One good thing that happened in the wake of the COVID pandemic and quarantine is the increased availability of telehealth services. Telehealth Physical Therapy or Virtual Physical Therapy Visits are a great way to maximize your time and access to specialized therapists who can help you reach your goals.


Can Physical Therapy really be done by telehealth?

  • The job of a physical therapist is to take your description of your symptoms, obtain a thorough history, and analyze how you move, to develop a plan to help you progress toward your goals. In rare cases, hands-on assessment is needed for safety. However, in most cases, the therapist can develop a comprehensive plan based on a online video evaluation.

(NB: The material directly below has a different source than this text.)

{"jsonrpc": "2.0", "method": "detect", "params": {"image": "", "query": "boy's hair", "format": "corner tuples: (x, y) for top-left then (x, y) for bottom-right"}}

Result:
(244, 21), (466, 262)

What conditions can you treat online?

  • We specialize in treating older adults and those with neurological conditions that impact their movement in everyday life. Often these patients are dealing with hip or knee arthritis, Parkinson's Disease, Stroke, or have multiple medical conditions that are causing them to be weaker and more likely to fall.

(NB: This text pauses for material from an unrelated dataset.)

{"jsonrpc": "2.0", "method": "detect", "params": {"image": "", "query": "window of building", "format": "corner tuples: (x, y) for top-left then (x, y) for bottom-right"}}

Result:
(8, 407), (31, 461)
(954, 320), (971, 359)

Is Telehealth Physical Therapy covered by insurance?

  • Short answer: It Depends

  • Longer answer: Here with Move Free Physical Therapy, we are only in network with traditional Medicare part B which does cover telehealth Physical Therapy services, due to the Public Health Emergency. Other insurance companies have their own regulations, but we always have a

  • If this is important to you, ask your senator to support H.R.4040 which will extend Telehealth Coverage for Medicare through the end of 2024


Why should I choose telehealth over an office visit?

  • If there is a weeks-long wait to see a local therapist in office. Telehealth providers often have same or next-day availability

  • If you live far from a physical therapist specializing in your condition. Telehealth providers can see anyone in a state they are licensed in. At Move Free PT at Home, we can treat patients all over North Carolina

  • If you have difficulties with transportation. As long as you have a stable internet connection, and a device that can make video calls, a telehealth provider can see you where you are.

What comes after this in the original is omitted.